SHELLSHOCKED

Two days ago, on October 10th, 2010 (10/10/10...), my little sister was killed in a car crash.

Today, right now, I'm sitting on an airplane heading from Costa Rica to LAX—after taking a boat to a bus to this airplane's flight—flying back on our fourth day here to be with my family there. Mike is with me, and he's right when he says, “It comes in waves, baby...”

Katie...dead. Katie. Dead. The words don't make sense together. They're opposites. Enemies. Utterly in conflict. She is so full of life! Capability! Color! She has an infinite number of connections with the world, and the loose ends are innumerable and impossible to tie up in her absence. It's the ultimate Heidegger metaphor: her life makes no sense without her to live it.

It's senseless. All of it. Her condo, her job, her dog... Her family, now without its baby girl. Down one sister—forever out of balance; jagged and uneven to see.

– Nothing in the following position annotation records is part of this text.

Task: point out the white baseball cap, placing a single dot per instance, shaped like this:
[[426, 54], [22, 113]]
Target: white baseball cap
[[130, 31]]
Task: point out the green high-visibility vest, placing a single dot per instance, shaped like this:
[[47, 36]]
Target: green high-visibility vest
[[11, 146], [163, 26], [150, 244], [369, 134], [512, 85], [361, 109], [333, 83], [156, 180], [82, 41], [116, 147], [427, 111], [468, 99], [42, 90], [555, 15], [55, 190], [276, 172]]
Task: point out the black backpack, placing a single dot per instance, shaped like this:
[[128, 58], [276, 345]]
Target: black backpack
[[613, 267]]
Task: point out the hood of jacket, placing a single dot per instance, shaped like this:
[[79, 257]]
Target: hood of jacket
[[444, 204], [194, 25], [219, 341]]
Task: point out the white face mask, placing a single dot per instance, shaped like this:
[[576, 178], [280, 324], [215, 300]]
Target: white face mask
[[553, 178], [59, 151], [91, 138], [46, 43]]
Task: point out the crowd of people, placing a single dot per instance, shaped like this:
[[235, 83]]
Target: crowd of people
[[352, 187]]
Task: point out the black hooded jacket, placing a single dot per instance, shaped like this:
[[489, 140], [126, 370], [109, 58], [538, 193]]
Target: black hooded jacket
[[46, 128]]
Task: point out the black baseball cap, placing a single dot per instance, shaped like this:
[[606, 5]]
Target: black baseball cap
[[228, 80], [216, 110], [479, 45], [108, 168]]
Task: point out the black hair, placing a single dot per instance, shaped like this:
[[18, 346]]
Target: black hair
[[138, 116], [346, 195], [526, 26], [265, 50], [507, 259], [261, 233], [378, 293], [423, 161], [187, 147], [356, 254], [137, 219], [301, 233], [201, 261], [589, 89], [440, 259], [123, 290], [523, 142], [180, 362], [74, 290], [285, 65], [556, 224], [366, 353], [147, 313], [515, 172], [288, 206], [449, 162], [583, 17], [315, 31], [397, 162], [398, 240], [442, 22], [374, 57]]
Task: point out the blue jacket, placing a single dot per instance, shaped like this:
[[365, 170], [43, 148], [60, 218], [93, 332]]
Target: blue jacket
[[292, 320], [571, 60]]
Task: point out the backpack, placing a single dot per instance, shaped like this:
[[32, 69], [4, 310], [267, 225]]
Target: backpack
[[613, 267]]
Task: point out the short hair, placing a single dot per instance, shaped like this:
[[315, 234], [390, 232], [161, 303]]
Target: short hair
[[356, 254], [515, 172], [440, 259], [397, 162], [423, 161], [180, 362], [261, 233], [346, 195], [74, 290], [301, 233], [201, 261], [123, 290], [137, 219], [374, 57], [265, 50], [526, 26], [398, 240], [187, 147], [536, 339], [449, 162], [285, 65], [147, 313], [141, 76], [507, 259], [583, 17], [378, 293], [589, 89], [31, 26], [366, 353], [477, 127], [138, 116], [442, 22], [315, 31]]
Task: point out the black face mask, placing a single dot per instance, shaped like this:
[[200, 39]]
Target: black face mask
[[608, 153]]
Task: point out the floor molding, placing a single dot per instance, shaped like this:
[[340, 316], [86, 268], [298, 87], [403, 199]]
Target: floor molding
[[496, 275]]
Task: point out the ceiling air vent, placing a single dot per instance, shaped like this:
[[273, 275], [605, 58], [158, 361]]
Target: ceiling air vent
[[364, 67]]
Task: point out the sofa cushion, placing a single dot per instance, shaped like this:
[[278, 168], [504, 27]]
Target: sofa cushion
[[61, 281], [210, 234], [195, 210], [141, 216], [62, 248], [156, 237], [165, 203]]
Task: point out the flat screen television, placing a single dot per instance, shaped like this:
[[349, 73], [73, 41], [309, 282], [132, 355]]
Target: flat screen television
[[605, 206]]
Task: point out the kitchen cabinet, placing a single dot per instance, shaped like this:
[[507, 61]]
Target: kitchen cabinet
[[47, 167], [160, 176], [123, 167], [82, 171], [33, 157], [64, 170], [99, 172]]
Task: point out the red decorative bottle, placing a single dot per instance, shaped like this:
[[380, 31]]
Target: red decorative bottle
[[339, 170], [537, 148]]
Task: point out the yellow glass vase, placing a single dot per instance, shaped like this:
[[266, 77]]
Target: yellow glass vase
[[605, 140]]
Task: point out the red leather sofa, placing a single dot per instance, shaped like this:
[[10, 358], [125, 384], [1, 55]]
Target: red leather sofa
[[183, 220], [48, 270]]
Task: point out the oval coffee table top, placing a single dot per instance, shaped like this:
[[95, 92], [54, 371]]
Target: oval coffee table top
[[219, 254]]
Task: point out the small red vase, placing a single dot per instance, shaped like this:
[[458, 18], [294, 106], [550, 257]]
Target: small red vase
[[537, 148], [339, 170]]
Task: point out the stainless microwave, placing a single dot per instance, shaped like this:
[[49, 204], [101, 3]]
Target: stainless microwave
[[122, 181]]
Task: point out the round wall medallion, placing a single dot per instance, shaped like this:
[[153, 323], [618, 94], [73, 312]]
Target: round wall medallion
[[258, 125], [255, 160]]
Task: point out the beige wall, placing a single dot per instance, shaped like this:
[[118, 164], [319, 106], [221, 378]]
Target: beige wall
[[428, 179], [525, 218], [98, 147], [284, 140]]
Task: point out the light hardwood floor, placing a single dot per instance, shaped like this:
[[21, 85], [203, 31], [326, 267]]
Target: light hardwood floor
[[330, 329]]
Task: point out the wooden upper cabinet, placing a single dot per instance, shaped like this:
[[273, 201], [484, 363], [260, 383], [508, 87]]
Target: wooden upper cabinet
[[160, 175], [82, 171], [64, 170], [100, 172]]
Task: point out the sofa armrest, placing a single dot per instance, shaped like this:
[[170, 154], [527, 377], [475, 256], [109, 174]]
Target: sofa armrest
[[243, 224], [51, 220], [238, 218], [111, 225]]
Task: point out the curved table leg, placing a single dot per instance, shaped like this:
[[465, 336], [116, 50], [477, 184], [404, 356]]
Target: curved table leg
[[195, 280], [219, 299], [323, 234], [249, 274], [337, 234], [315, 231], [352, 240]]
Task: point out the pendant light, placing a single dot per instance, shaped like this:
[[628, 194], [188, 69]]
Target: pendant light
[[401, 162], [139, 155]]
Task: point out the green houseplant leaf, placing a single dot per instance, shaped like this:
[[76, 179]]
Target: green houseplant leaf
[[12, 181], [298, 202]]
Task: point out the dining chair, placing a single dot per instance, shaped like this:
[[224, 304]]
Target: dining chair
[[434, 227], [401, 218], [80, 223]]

My mom had all those boys just to get herself two daughters, she always said. Katie always knew from the beginning that she was the only irreplaceable one of all of us. She always used to tell my mom, “I'm glad you had five kids, because I would have been so sad and lonely without my big brothers and sister!” Katie was sure that she'd been in the womb throughout each of our births, having arrived first but deciding to stay a while. She'd say she kicked each one of us out until she had the whole spacious place to herself again, just so that she could stretch out a bit longer...

I remember her in the womb. She's the only one I remember. Maybe my earliest of memories. I assured my mom she would be a little girl, because I'd heard a high-pitched squeak when I put my ear to her belly. I was sure, even at age four, that my baby sister was finally on her way to me. To us. And there's no preparation possible to accept that she'd be on her way back out so soon.

When I read and saw 'My Sister's Keeper', I sobbed longer and harder than any book or movie had ever made me cry before. And in the last two days, I've shed more tears than all the tears in my life meshed together, flooding my body with still lifes of her: Her hair. Her huge, blue eyes, always framed with black eyeliner, to shrink them for no reason at all. Her heart-shaped smile. Her freckled cheeks and arms and legs, lightly sprinkling their inconstant color. How I used to stare at those little freckles while wishing so hard for her to find a person that would memorize each lovely spot on her body. Who would make her feel as beautiful as she is. Was. Will always be to me.

Oh god, her tattoos!! Her perfect closet of shoes! And to know that with the gift of Katie's body, nine strangers continue to live...but none so beautiful as she.